Но утром, когда Юстас показал ей всю территорию, Валери начала понимать, чем ему так понравилось это место. Пока там не было ничего, кроме густого леса, но Юстас уже распланировал свой персональный мирок площадью 107 акров: здесь будет мост; здесь – палаточный лагерь; вот тут прекрасное место для выпаса лошадей, а здесь можно поставить сарай; здесь будут домики для гостей, а в один прекрасный день он купит землю по ту сторону хребта, и они засадят ее гречихой…
Он видел всё это как наяву. И описывал так красочно, что и она начала видеть.
Земля стоила почти восемьдесят тысяч долларов. У Юстаса были кое-какие накопления, но восемьдесят тысяч… Ни один банкир в мире не удостоил бы и взгляда парнишку в одежде из оленьих шкур, который живет в вигваме. Так где же современному лесному жителю взять восемьдесят тысяч, когда они нужны, причем срочно? Единственным знакомым Юстаса, у кого имелись такие деньги, был его отец.
Юстас не имел ни малейшего желания просить у того денег. Вообще-то, он не имел ни малейшего желания даже видеться с ним. Отец так и не сказал ему ни одного доброго слова. Никак не отреагировал, узнав, что его «идиот» закончил колледж с отличием. Ни разу не сходил послушать, как Юстас выступает перед целыми залами зачарованных зрителей; отказывался слушать рассказы о нем или смотреть фотографии, сделанные во время его походов; читать газетные и журнальные вырезки о сыне. (Миссис Конвей вырезала статьи про Юстаса из газет и оставляла на кофейном столике на виду у мужа, но тот их даже не касался; он ставил на вырезки стакан или клал поверх свой «Уолл-стрит джорнал», будто их и не видел.) Одним словом, с тех пор, как дети покинули дом, Юстас-старший стал к ним еще более равнодушен.
«Жаль, что отец тебе не пишет, – писала мать Юстаса, когда он был еще в колледже, – но у него слишком много дел.
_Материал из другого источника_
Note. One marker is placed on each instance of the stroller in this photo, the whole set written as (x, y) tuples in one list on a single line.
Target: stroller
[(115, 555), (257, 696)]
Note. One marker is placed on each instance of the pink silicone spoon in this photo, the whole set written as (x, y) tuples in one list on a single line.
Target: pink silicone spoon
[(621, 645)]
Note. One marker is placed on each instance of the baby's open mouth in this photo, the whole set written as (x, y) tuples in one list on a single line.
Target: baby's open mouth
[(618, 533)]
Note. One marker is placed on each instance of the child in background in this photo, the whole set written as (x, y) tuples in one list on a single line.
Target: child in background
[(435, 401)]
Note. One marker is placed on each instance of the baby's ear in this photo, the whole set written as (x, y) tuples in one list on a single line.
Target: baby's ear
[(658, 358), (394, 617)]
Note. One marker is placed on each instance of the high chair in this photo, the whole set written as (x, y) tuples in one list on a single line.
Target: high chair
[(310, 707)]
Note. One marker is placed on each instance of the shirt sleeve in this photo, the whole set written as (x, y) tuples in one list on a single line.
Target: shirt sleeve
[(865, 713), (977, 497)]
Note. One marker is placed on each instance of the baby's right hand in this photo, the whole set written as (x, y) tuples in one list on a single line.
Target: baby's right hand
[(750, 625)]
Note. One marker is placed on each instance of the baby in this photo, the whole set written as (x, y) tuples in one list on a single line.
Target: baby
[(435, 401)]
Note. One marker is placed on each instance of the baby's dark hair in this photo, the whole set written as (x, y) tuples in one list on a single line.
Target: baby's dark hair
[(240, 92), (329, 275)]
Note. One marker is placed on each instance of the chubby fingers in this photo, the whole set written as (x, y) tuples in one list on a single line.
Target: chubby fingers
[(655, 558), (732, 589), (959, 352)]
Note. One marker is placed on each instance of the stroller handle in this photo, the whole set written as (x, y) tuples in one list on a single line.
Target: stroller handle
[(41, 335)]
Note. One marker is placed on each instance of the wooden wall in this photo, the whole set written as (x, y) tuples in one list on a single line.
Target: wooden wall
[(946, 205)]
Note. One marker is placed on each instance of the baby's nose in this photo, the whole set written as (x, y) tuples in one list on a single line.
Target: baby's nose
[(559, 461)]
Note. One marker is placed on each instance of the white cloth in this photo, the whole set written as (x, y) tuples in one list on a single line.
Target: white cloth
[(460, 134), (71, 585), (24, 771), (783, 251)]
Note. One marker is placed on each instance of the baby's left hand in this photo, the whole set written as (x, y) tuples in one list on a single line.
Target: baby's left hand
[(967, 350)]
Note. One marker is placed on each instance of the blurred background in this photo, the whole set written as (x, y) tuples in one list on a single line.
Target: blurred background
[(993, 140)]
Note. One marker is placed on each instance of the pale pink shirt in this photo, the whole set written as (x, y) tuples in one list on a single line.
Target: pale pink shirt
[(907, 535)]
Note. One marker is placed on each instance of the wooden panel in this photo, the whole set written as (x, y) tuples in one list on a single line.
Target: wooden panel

В свой день рождения Марта получила от него первое письмо за всё время, и оно было таким ужасным, что она читала его и рыдала».
Юстас с удивлением понимал, что даже теперь, в двадцать пять лет, его по-прежнему преследуют детские обиды. Он думал, что с возрастом, когда его физическое тело покинет родной дом, всё пройдет. Но почему отец по-прежнему способен заставить его плакать? Почему ему по-прежнему снятся сны, от которых он просыпается в четыре утра и «снова ворошит старые воспоминания о несчастье и боли»? Наведавшись в Гастонию на Рождество, Юстас с потрясением обнаружил, что его отец так и остался «самым грубым, самым осуждающим, самым недовольным человеком из всех», кого он знает.
А ведь Юстас пытался помириться со своим отцом. Пытался еще в подростковые годы. Мать всегда поощряла его «наступать на горло собственной песне», чтобы улучшить отношения с Юстасом-старшим.
«Все мои надежды и молитвы о том, чтобы в этом году у тебя и у всех нас дома всё наладилось, – писала она Юстасу перед началом учебы сына в выпускном классе. – Твой отец жаждет от тебя любви, уважения и послушания не меньше, чем ты ждешь любви и уважения от него. Дети обязаны уважать родителей. Мне кажется, одна из главных причин, почему вы не ладите с отцом, заключается в том, что он всегда был для тебя „второй скрипкой“ ты всегда уделял больше внимания и времени мне, полагался на меня в своих нуждах и дарил мне свою любовь. Это началось еще с тех пор, как ты был совсем маленьким, и, поскольку я уделяла тебе слишком много времени и внимания, накапливалось, как снежный ком, и привело к возникновению очень несчастливых отношений. Но пока еще есть надежда, что между тобой и отцом всё наладится, однако ты должен поработать. В юности люди гибче, и они способны менять свое поведение и отношение. Умерь свою гордыню, повинись перед отцом и признай, что в прошлом говорил и делал вещи, вызывавшие его неудовольствие, но отныне будешь стараться угодить ему изо всех сил».
И вот Юстас с двенадцати лет начал писать отцу письма. Он знал, что отец считает себя талантливым в общении человеком, и надеялся, что сможет улучшить с ним отношения, если правильно выразит свою мысль. Он неделями корпел над этими письмами, пытаясь найти самые уважительные слова и подойти к разговору как взрослый со взрослым. Он писал, что понимает всю сложность их отношений, и говорил, что приложит все силы, чтобы их исправить. Возможно, кто-нибудь мог бы помочь им поговорить? Юстас извинялся перед отцом за то, что разочаровал его: если бы у них получилось обсудить проблему, не повышая голоса, то он изменил бы свое поведение и наконец угодил отцу.